# Horn Mountain Report Sunday-Monday Heartbreaker City



## FishFighter92 (Jul 10, 2012)

Went out on the "Mayhem" 32" Cape Horn from Dauphin Island. The plan was to go out catch some snapper, drift for swords at night, and then hit up the tuna fishing at Horn Mountain the next morning. 

So we set out our line of sword baits, 2 squid, 1 Boston mackerel. We were drifting fast North and started our drift a little North of the Ram Powell. We drifted for a good 2-3 hours and around midnight something took the Boston mackerel and started peeling drag on the reel as if something lit a fire under its butt! After about 20 seconds of peeling the drag the hook didn't find its place. Heartbreaker right there. The rest of the night was as dead as a rock and we couldn't buy another sword bite. 

We picked it up the lines and pointed the boat towards Horn Mountain around 2:30-3:00. We took it easy and just cruised towards there and arrived shortly before 3:30 I believe. Tuna were busting around the rig but we couldn't single out any nice schools so we pulled up and started dropping jigs and probably ended up with about 5-10 nice blackfin but all had been taxed heavily by the tax collectors. There was nothing worth keeping so around 4:30 we took a nap and then woke back up at the butt crack of dawn and made our way back to Horn. 

Tuna in the 50#-100# class were busting EVERYWHERE around the horn. We put out our spread of fake plastic flyers on the kite, with a bird chain, and cedar plug off the flat lines way back. After about 20 minutes we had a couple hits on the plastic birds but no hooks stuck. A little later I'm in the back of the boat draining the main vein and all of sudden there's this rip of water headed straight for our flat lines and instantly the drag starts peeling off on the purple and black cedar plug. It was a nice 30# Mahi and we made short work of getting it to the boat then put the lines back out!

Not ten minutes later we got a HARD hit on the farthest trolled plastic bird from the kite and it starts peeling line like no ones business.

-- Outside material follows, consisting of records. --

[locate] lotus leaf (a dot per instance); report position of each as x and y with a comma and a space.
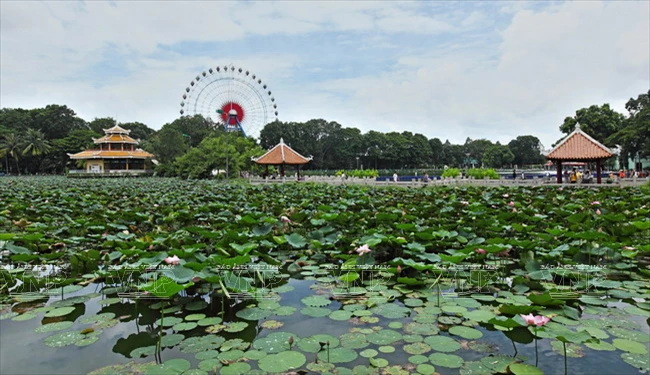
284, 361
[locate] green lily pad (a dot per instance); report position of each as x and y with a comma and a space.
640, 361
63, 339
210, 365
391, 311
274, 342
368, 353
316, 301
195, 317
417, 348
418, 359
143, 352
378, 362
61, 311
524, 369
338, 355
24, 316
315, 312
209, 321
171, 340
186, 326
52, 327
253, 313
446, 360
601, 345
236, 327
466, 332
384, 337
236, 369
572, 350
442, 343
340, 315
201, 343
425, 369
281, 362
630, 346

It is madness on the deck, while me and Chad the boat owner run around to clear lines and untangle the mess. The dust settled and we were on with a 80# class tuna we believe. We fought the fish for about 10 minutes until the line went really tight almost stalemate, then somehow the reel just stripped drag really fast, the line went slack, came back taught, and slacked again. Lost the fish. Reeled up and it turned out the hooks pulled. Just way too heartbreaking. We re-organized and put out our spread again but it was nearing 8:00 and the action was dying down. If you weren't there in the first two hours of daylight you probably missed most of the action. 

Put in the regular trolling spread and trolled to Ram Powell with no bites. Picked up the lines and called it a trip. 

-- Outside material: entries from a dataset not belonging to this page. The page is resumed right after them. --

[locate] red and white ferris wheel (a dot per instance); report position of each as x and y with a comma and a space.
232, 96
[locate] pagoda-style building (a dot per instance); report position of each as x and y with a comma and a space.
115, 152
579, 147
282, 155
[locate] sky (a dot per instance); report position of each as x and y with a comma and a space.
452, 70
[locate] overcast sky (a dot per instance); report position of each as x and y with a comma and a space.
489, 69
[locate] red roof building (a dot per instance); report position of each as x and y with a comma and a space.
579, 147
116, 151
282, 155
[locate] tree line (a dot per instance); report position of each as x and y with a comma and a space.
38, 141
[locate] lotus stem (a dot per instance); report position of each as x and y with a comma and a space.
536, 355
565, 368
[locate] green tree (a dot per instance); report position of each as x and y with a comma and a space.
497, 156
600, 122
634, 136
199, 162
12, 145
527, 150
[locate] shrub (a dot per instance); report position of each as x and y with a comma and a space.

Ready to get back out there again!


----------



## stripernut (Jun 15, 2013)

Great report and nice mahi.


----------



## samoajoe (Dec 28, 2010)

Thanks for sharing. Your 80# tuna may have gotten picked up by something bigger, perhaps. Chris V had a similar experience but saw the BIG girl that grabbed it. Either way its a heartbreaker.


----------



## Fish Eye (Apr 4, 2013)

That hurts.


----------



## Chris V (Oct 18, 2007)

Great report. Sometimes they just know the angles better. Sounds like the tuna was being chased judging by the zipping around. Shark, Marlin....you'll never know

Joe, I'll never forget that fish


----------



## samoajoe (Dec 28, 2010)

Chris V said:


> Great report. Sometimes they just know the angles better. Sounds like the tuna was being chased judging by the zipping around. Shark, Marlin....you'll never know
> 
> Joe, I'll never forget that fish


 
Beasty!


----------



## PELAGIC PIRATE (Oct 10, 2007)

Thats a Awesome Dolphin photo right there :thumbsup:


----------



## MSViking (Oct 11, 2007)

Thanks for posting report and pics. Tuna can be frustrating, seeing them bust all around yet not able to get them to hit can drive you nuts, but sometimes that is the way it goes.


----------



## TCAT (Oct 9, 2007)

Cool pic of the Mahi! Thanks for report and details!


----------



## FishFighter92 (Jul 10, 2012)

Thanks for all the nice replies guys! I'm sure we will get them next time. And on the picture note, it's one of the things I love doing the most when on the boat is taking a lot of pictures and that one was taken with a go-pro. Most days I don't even touch a rod and I primarily do all the wiring and picture taking on the boat cause I love it!


----------



## Jsullivansnapper (Apr 19, 2012)

How far is horn mt from ob? Is it closer to di?


----------



## FishFighter92 (Jul 10, 2012)

It's about 90nm away from dauphin island. There isn't a huge difference running out of either place but it is closer to DI.


----------



## Jsullivansnapper (Apr 19, 2012)

K thanks


----------



## pilotkal (May 31, 2012)

Nice Phin


----------



## nb&twil (Oct 2, 2007)

Chris V said:


> Great report. Sometimes they just know the angles better. Sounds like the tuna was being chased judging by the zipping around. Shark, Marlin....you'll never know
> 
> Joe, I'll never forget that fish


I'd like to hear the story behind that fish some time. Sounds interesting.


----------